Cramer Announces Passage of House Water Bill
Washington, D.C. – Today Congressman Kevin Cramer announced the House of Representatives passed the Water Resources Reform & Development Act of 2013 (WRRDA), a bill which supports water infrastructure needs, reduces the backlog of Army Corps of Engineers projects, authorizes the Fargo-Moorhead Area Diversion, and ensures better communication of flood risk to the public.
The last version of the bill was signed into law in 2007. Cramer said six years is too long between bills and advocates a return to a two-year cycle to prevent waste and maximize oversight of water projects.
“The House water bill acknowledges the critical nature of flood protection and makes the federal government work faster and better to approve and execute projects. This is a step in the right direction for North Dakota and it is my hope Congress will recognize the value of working more efficiently with states on the approval of projects. To ensure adequate flood protection and proper oversight of federal spending, it is critical we return to the traditional two year WRDA enactment cycle,” said Cramer.
Flood protection and infrastructure
WRRDA authorizes a final feasibility study for the F-M Diversion, allowing construction of the diversion to move forward. To deal with a backlog of existing Army Corps of Engineers water infrastructure projects, the bill deauthorizes $12 billion in projects dated before 2007, completely offsetting the cost of new projects ($8 billion). The bill also sets hard deadlines on the time and cost of studies, and terminates projects which have not begun construction after seven years to prevent a future backlog.

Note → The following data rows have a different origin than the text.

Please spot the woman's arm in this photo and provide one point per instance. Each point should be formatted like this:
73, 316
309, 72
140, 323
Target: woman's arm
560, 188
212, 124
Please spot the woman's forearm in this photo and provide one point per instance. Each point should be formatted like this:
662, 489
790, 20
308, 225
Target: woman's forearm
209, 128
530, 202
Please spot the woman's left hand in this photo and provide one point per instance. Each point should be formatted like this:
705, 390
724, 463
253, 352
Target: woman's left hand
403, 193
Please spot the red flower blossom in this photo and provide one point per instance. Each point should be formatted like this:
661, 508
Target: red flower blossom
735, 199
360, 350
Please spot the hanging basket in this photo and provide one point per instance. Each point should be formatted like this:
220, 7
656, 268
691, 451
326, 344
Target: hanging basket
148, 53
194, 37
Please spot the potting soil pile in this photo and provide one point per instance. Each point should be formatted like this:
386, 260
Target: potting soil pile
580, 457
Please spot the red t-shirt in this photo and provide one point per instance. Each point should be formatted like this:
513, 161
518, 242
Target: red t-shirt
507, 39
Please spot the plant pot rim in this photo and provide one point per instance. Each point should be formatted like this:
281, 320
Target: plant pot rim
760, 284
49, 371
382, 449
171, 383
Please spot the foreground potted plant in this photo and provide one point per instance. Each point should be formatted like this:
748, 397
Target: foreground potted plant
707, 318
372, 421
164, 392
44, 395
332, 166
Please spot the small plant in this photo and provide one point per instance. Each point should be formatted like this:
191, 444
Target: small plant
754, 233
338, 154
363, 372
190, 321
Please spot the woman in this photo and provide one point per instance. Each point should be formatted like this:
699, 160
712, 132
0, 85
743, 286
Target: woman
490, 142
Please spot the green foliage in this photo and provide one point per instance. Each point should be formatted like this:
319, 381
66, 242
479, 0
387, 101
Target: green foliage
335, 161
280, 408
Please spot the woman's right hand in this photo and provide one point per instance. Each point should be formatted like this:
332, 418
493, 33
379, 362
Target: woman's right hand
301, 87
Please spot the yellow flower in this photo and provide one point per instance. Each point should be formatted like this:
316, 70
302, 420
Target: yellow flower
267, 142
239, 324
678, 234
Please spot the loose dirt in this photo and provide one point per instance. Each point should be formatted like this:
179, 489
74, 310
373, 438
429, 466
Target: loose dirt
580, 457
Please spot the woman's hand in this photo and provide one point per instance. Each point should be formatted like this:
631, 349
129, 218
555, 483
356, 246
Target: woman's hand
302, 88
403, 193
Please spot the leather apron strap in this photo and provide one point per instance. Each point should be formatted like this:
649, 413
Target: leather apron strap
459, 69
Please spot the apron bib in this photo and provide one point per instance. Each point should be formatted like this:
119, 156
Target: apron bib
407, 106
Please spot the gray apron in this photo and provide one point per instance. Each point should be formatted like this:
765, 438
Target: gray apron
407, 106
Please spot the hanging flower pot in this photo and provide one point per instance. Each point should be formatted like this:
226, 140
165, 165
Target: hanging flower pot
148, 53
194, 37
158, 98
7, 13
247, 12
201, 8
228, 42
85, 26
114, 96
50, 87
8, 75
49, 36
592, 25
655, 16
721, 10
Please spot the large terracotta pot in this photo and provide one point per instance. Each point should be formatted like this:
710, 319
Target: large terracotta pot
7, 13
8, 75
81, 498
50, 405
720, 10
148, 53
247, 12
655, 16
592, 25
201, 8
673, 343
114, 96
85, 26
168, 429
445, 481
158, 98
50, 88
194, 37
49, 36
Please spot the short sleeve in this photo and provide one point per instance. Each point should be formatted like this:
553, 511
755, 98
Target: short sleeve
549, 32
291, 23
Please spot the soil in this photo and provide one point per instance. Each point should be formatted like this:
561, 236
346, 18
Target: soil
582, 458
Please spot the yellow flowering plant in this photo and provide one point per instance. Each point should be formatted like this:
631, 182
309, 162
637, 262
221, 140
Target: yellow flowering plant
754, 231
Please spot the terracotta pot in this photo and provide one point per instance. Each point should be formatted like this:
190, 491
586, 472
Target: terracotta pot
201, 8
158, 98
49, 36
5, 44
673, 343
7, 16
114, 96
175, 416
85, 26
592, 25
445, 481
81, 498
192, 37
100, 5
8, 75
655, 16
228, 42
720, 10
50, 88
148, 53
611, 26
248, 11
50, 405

In a speech on the House floor today, Cramer said another key reform in the bill lifts current restrictions on non-federal sponsors’ ability to move projects forward. Non-federal entities are able to contribute funds to the Corps to expedite the processing of permits, the Corps is allowed to move to preconstruction planning, engineering, and design activities immediately after completing a feasibility study, and non-federal interests may carry out work at their own expense for a project where a feasibility report has been completed but has not received authorization from Congress. Taken together, the reforms in this bill will allow state and local entities or the private sector to move forward with critical water projects in the face of limited federal resources.
“It allows local governments and local communities to do the right thing for themselves,” Cramer added. “This will be very beneficial for North Dakota communities seeking flood protection projects and our nation’s ports and waterways keeping up with the demands of a world market.”
Written into WRRDA is language similar to a bill Cramer cosponsored with Representative Kristi Noem (R-SD), the Army Corps of Engineers Communications Accountability Act of 2013. It addresses the lack of communication between the Corps and the general public suffered during the 2011 Missouri River flood by requiring public notice of any runoff expected to be damaging to life or property.
The House passed the companion appropriations bill to WRRDA on July 6, and it awaits Senate consideration. A Cramer amendment in the bill blocks the Army Corps of Engineers from charging Missouri River users for water, specifying funds made available in the Act may not be used to establish a fee for surplus water from Missouri River reservoirs including Lake Sakakawea and Lake Oahe. Also included in WRRDA is a sense of the Congress that the Corps of Engineers should operate in a manner consistent with interstate water agreements and compacts. Coupled with a similar provision in the Senate WRDA legislation introduced by Senator John Hoeven, Cramer said the conference committee should have overwhelming reason to include the provision.